Building on your named range Days I suggest you create a dynamic named range Data with this formula.
The range thus defined is dynamic in both directions. However, bearing in mind that OFFSET is volatile (slows down your worksheet) you may like to keep its use limited to this one formula and perhaps start the range at A2, but I shall tempt you to break the rule. Now you can use the INDEX function to refer to the
= INDEX(Data, [Row number], [Column number])
defines a single cell. But by setting either column or row to zero you can define an entire column or row.

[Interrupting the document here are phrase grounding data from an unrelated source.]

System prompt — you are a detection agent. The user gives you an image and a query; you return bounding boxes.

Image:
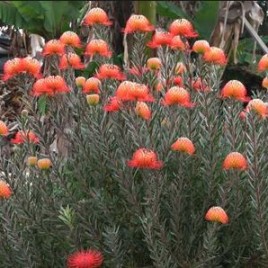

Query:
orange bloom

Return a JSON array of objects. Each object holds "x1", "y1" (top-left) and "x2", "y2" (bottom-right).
[
  {"x1": 246, "y1": 99, "x2": 268, "y2": 118},
  {"x1": 169, "y1": 19, "x2": 198, "y2": 38},
  {"x1": 83, "y1": 7, "x2": 112, "y2": 26},
  {"x1": 82, "y1": 77, "x2": 101, "y2": 94},
  {"x1": 221, "y1": 80, "x2": 249, "y2": 101},
  {"x1": 135, "y1": 101, "x2": 152, "y2": 120},
  {"x1": 223, "y1": 152, "x2": 248, "y2": 170},
  {"x1": 96, "y1": 64, "x2": 125, "y2": 80},
  {"x1": 203, "y1": 47, "x2": 227, "y2": 65},
  {"x1": 85, "y1": 39, "x2": 112, "y2": 58},
  {"x1": 43, "y1": 39, "x2": 65, "y2": 56},
  {"x1": 124, "y1": 14, "x2": 154, "y2": 34},
  {"x1": 205, "y1": 207, "x2": 229, "y2": 224},
  {"x1": 0, "y1": 180, "x2": 12, "y2": 199},
  {"x1": 11, "y1": 130, "x2": 39, "y2": 144},
  {"x1": 258, "y1": 54, "x2": 268, "y2": 72},
  {"x1": 60, "y1": 31, "x2": 81, "y2": 47},
  {"x1": 127, "y1": 148, "x2": 163, "y2": 169},
  {"x1": 162, "y1": 86, "x2": 194, "y2": 107},
  {"x1": 171, "y1": 137, "x2": 195, "y2": 155},
  {"x1": 59, "y1": 52, "x2": 85, "y2": 70},
  {"x1": 0, "y1": 120, "x2": 9, "y2": 136},
  {"x1": 192, "y1": 40, "x2": 210, "y2": 54},
  {"x1": 147, "y1": 31, "x2": 172, "y2": 48}
]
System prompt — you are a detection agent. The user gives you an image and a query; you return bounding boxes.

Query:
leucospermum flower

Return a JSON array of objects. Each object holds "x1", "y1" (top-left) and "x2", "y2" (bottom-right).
[
  {"x1": 59, "y1": 31, "x2": 81, "y2": 47},
  {"x1": 221, "y1": 80, "x2": 249, "y2": 101},
  {"x1": 124, "y1": 14, "x2": 154, "y2": 34},
  {"x1": 96, "y1": 63, "x2": 125, "y2": 80},
  {"x1": 205, "y1": 206, "x2": 229, "y2": 224},
  {"x1": 169, "y1": 19, "x2": 198, "y2": 38},
  {"x1": 0, "y1": 180, "x2": 12, "y2": 199},
  {"x1": 67, "y1": 249, "x2": 103, "y2": 268},
  {"x1": 162, "y1": 86, "x2": 194, "y2": 108},
  {"x1": 127, "y1": 148, "x2": 163, "y2": 169},
  {"x1": 43, "y1": 39, "x2": 65, "y2": 56},
  {"x1": 223, "y1": 152, "x2": 248, "y2": 170},
  {"x1": 171, "y1": 137, "x2": 195, "y2": 155},
  {"x1": 84, "y1": 39, "x2": 112, "y2": 58},
  {"x1": 83, "y1": 7, "x2": 112, "y2": 26}
]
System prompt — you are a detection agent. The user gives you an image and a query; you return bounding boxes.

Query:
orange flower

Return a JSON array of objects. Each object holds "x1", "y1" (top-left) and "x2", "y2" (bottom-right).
[
  {"x1": 127, "y1": 148, "x2": 163, "y2": 169},
  {"x1": 162, "y1": 86, "x2": 194, "y2": 107},
  {"x1": 0, "y1": 180, "x2": 12, "y2": 199},
  {"x1": 203, "y1": 47, "x2": 227, "y2": 65},
  {"x1": 124, "y1": 14, "x2": 154, "y2": 34},
  {"x1": 221, "y1": 80, "x2": 249, "y2": 101},
  {"x1": 169, "y1": 19, "x2": 198, "y2": 38},
  {"x1": 43, "y1": 39, "x2": 65, "y2": 56},
  {"x1": 192, "y1": 40, "x2": 210, "y2": 54},
  {"x1": 83, "y1": 7, "x2": 112, "y2": 26},
  {"x1": 60, "y1": 31, "x2": 81, "y2": 47},
  {"x1": 0, "y1": 120, "x2": 9, "y2": 136},
  {"x1": 82, "y1": 77, "x2": 101, "y2": 94},
  {"x1": 85, "y1": 39, "x2": 112, "y2": 58},
  {"x1": 59, "y1": 52, "x2": 85, "y2": 70},
  {"x1": 205, "y1": 207, "x2": 229, "y2": 224},
  {"x1": 258, "y1": 54, "x2": 268, "y2": 72},
  {"x1": 11, "y1": 130, "x2": 39, "y2": 144},
  {"x1": 135, "y1": 101, "x2": 152, "y2": 120},
  {"x1": 96, "y1": 64, "x2": 125, "y2": 80},
  {"x1": 246, "y1": 99, "x2": 268, "y2": 118},
  {"x1": 223, "y1": 152, "x2": 248, "y2": 170},
  {"x1": 147, "y1": 31, "x2": 172, "y2": 48},
  {"x1": 171, "y1": 137, "x2": 195, "y2": 155}
]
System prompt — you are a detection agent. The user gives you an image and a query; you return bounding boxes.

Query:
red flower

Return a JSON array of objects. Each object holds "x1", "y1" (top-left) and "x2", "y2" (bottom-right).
[
  {"x1": 85, "y1": 39, "x2": 112, "y2": 58},
  {"x1": 169, "y1": 19, "x2": 198, "y2": 38},
  {"x1": 128, "y1": 148, "x2": 163, "y2": 169},
  {"x1": 83, "y1": 7, "x2": 112, "y2": 26},
  {"x1": 60, "y1": 31, "x2": 81, "y2": 47},
  {"x1": 162, "y1": 86, "x2": 194, "y2": 107},
  {"x1": 11, "y1": 130, "x2": 39, "y2": 144},
  {"x1": 205, "y1": 207, "x2": 229, "y2": 224},
  {"x1": 59, "y1": 52, "x2": 85, "y2": 70},
  {"x1": 43, "y1": 39, "x2": 65, "y2": 56},
  {"x1": 67, "y1": 249, "x2": 103, "y2": 268},
  {"x1": 96, "y1": 64, "x2": 125, "y2": 80},
  {"x1": 124, "y1": 14, "x2": 154, "y2": 34}
]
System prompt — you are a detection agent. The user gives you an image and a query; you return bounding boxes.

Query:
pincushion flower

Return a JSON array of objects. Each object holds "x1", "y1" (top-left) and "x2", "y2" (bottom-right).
[
  {"x1": 124, "y1": 14, "x2": 154, "y2": 34},
  {"x1": 43, "y1": 39, "x2": 65, "y2": 56},
  {"x1": 0, "y1": 180, "x2": 12, "y2": 199},
  {"x1": 127, "y1": 148, "x2": 163, "y2": 169},
  {"x1": 96, "y1": 63, "x2": 125, "y2": 80},
  {"x1": 11, "y1": 130, "x2": 39, "y2": 144},
  {"x1": 171, "y1": 137, "x2": 195, "y2": 155},
  {"x1": 221, "y1": 80, "x2": 249, "y2": 101},
  {"x1": 59, "y1": 31, "x2": 81, "y2": 47},
  {"x1": 223, "y1": 152, "x2": 248, "y2": 170},
  {"x1": 162, "y1": 86, "x2": 194, "y2": 107},
  {"x1": 59, "y1": 52, "x2": 85, "y2": 70},
  {"x1": 67, "y1": 249, "x2": 103, "y2": 268},
  {"x1": 205, "y1": 206, "x2": 229, "y2": 224},
  {"x1": 169, "y1": 19, "x2": 198, "y2": 38},
  {"x1": 83, "y1": 7, "x2": 113, "y2": 26},
  {"x1": 84, "y1": 39, "x2": 112, "y2": 58}
]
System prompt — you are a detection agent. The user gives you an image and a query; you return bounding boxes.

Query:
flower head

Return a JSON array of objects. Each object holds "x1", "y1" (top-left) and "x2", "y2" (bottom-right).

=INDEX(Data,0,1) defines column 1 of the Data range,
=INDEX(Data,1,0) defines its first row.
=INDEX(OFFSET(Data,1,0),0,1) defines the first column of a range moved down by one row from its original position. I recommend the alternative and start the Data range from A2 and perhaps declare another range for the first row if needed.
=AVERAGE(INDEX(Data,0,1)) would draw the same average you already have in your sheet, provided that Data was defined starting at A2. For fun’s sake,
=AVERAGE(INDEX(OFFSET(Data,1,0),0,1)) would do the same without the change in the range’s definition.
=COLUMN() returns the number of the column this formula resides in. So, you could enter
=COLUMN()-6 in column G, copy to the right and get a count starting from 1. (You can do the same vertically with the ROW() function.) Applied to your formula,
=AVERAGE(INDEX(Data,0,COLUMN()-6)) would return the average from column 1 if entered in column G, and from columns 2, 3 4, etc as copied to the right.
As I said, I don’t understand enough of your request to bring this idea to a conclusion but I think that using the method described above will provide you with a tool to copy formulas into the table your sample has at its right. If you would elaborate on your requirement I might be able to assist more.